Understanding how pg_ttl_index works under the hood.

System Architecture

┌─────────────────────────────────────────────────────────┐
│                   PostgreSQL Server                      │
│                                                          │
│  ┌────────────────────────────────────────────────────┐ │
│  │         Background Worker Process                   │ │
│  │  ┌──────────────────────────────────────────────┐  │ │
│  │  │  1. Wake up every naptime seconds           │  │ │
│  │  │  2. Try acquire advisory lock                │  │ │
│  │  │  3. Call ttl_runner()                        │  │ │
│  │  │  4. Sleep naptime seconds                    │  │ │
│  │  │  5. Repeat                                   │  │ │
│  │  └──────────────────────────────────────────────┘  │ │
│  └────────────────────────────────────────────────────┘ │
│                          │                               │
│                          ▼                               │
│  ┌────────────────────────────────────────────────────┐ │
│  │              ttl_runner() Function                  │ │
│  │  ┌──────────────────────────────────────────────┐  │ │
│  │  │  FOR EACH active TTL in ttl_index_table      │  │ │
│  │  │    LOOP (batch deletion)                     │  │ │
│  │  │      DELETE batch_size rows WHERE expired    │  │ │
│  │  │      UPDATE statistics                       │  │ │
│  │  │      Sleep 10ms (yield to other processes)   │  │ │
│  │  │      EXIT when no more expired rows          │  │ │
│  │  │    END LOOP                                  │  │ │
│  │  │  END FOR                                     │  │ │
│  │  └──────────────────────────────────────────────┘  │ │
│  └────────────────────────────────────────────────────┘ │
└─────────────────────────────────────────────────────────┘

Components

1. Extension SQL Objects

Location: pg_ttl_index--2.0.0.sql

ttl_index_table - Configuration and statistics storage
ttl_create_index() - Create/update TTL rules
ttl_drop_index() - Remove TTL rules
ttl_runner() - Execute cleanup logic
ttl_summary() - View with computed fields
ttl_worker_status() - Worker health information

###2. C Extension Layer

Location: src/ directory

pg_ttl_index.c - Extension initialization
worker.c - Background worker implementation
api.c - C functions (ttl_start_worker, ttl_stop_worker)
utils.c - Helper utilities

3. Configuration

Location: postgresql.conf

shared_preload_libraries - Load extension at startup
pg_ttl_index.naptime - Cleanup interval (GUC)
pg_ttl_index.enabled - Enable/disable worker (GUC)
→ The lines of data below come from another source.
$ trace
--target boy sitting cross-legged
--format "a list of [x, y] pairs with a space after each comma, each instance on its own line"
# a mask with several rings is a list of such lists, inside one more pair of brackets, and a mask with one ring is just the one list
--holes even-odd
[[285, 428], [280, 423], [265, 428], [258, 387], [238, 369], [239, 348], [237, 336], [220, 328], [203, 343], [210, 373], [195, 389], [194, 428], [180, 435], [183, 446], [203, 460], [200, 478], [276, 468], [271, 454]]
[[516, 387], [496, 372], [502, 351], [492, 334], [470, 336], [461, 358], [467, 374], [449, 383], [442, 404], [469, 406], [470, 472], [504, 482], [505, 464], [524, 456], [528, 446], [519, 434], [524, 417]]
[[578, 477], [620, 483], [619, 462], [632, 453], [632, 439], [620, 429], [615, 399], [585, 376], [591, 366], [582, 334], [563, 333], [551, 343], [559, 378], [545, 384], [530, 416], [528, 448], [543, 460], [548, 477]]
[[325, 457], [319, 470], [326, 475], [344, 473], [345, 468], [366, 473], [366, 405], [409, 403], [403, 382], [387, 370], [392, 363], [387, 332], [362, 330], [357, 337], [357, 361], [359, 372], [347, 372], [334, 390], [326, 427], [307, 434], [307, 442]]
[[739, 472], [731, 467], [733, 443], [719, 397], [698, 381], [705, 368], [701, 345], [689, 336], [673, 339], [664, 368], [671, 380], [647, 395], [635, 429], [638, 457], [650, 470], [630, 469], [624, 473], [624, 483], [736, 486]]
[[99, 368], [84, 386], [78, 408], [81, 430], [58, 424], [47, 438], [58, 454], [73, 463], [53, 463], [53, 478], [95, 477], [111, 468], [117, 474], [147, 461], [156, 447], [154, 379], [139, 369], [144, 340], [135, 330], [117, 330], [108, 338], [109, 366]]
Background Worker Lifecycle

Startup Sequence

1. PostgreSQL starts
   └─> Loads shared_preload_libraries
       └─> Loads pg_ttl_index.so
           └─> Registers background worker template

2. User calls ttl_start_worker()
   └─> Spawns background worker process
       └─> Worker connects to current database
           └─> Enters main loop

Main Worker Loop

while (true) {
    // 1. Check if shutdown requested
    if (shutdown_requested) break;
    
    // 2. Execute cleanup
    execute_sql("SELECT ttl_runner()");
    
    // 3. Sleep for naptime seconds
    sleep(pg_ttl_index_naptime);
}

Shutdown Sequence

1. ttl_stop_worker() called
   └─> Signals worker to terminate
       └─> Worker exits main loop
           └─> Process terminates

Cleanup Algorithm

ttl_runner() Internals

1. Acquire advisory lock (pg_try_advisory_lock)
   └─> If already locked, exit (another instance running)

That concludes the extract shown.